= Warren Leslie =

American writer (1927–2011)

Warren Leslie (May 3, 1927 – July 6, 2011) was an American author, journalist, and business executive.

==Early life and career==

Born in Manhattan, he served in the United States Marines during World War II and was educated at Yale University. He began his career as a reporter for The Dallas Morning News. He then became an executive at Neiman Marcus where he ultimately became vice president and chief spokesman for the company. He also worked as an executive for Revlon and operated his own public relations firm in New York City. He was married 4 times to 3 women, twice to Bonnie Titley Leslie, was then widowed by Revlon executive Kay Daly, and adopted her three sons. He was married to Carol Corbett-Leslie until his death in 2011.

==Works==
While working for Neiman Marcus, Leslie published Dallas Public and Private: Aspects of an American City in April 1964. The controversial work profiled the city of Dallas in light of the assassination of John F. Kennedy just four months after the tragic event, and was highly critical of the conservative political culture of Dallas.

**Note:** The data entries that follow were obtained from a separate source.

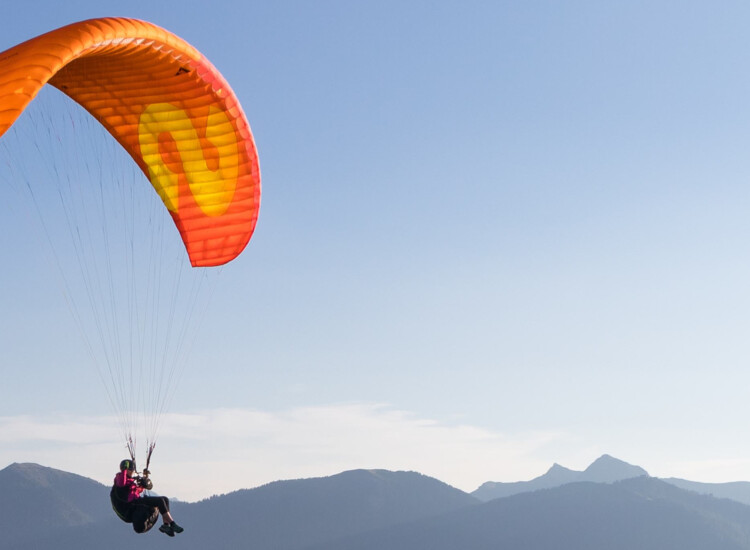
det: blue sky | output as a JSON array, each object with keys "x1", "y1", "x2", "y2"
[{"x1": 0, "y1": 1, "x2": 750, "y2": 499}]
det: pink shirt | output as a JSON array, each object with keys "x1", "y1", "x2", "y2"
[{"x1": 115, "y1": 470, "x2": 143, "y2": 502}]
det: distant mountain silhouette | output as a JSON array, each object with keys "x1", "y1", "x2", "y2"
[
  {"x1": 0, "y1": 464, "x2": 110, "y2": 547},
  {"x1": 7, "y1": 455, "x2": 750, "y2": 550},
  {"x1": 306, "y1": 476, "x2": 750, "y2": 550},
  {"x1": 0, "y1": 465, "x2": 478, "y2": 550},
  {"x1": 472, "y1": 455, "x2": 648, "y2": 502},
  {"x1": 664, "y1": 477, "x2": 750, "y2": 505}
]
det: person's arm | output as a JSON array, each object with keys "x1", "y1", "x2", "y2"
[{"x1": 115, "y1": 470, "x2": 128, "y2": 487}]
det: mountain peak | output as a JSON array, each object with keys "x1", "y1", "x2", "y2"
[{"x1": 581, "y1": 454, "x2": 648, "y2": 483}]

Leslie published the novels The Best Thing That Ever Happened (1952), Love or Whatever It Is (1960), Under The Skin (1970) and The Starrs of Texas (1978). He also co-authored scripts for the soap opera The Secret Storm with his sister, the actress and writer Bethel Leslie.

==Death==
He died in Chicago in 2011 at the age of 84. He was survived by one son, Michael Leslie; two adopted sons, Richard Bradford and Kelly Bradford, two stepsons, Sidney Corbett and David Corbett, grandchildren Jason Leslie & Kelly Leslie, Anne Bradford, Chase Bradford, Rory Bradford, William Bradford, Charlie Corbett, Josef Corbett; great-grandson, Jayden Valentine; and two great-granddaughters, Malavaya Leslie & Dallas Leslie. He was preceded in death by his son, Warren Leslie IV.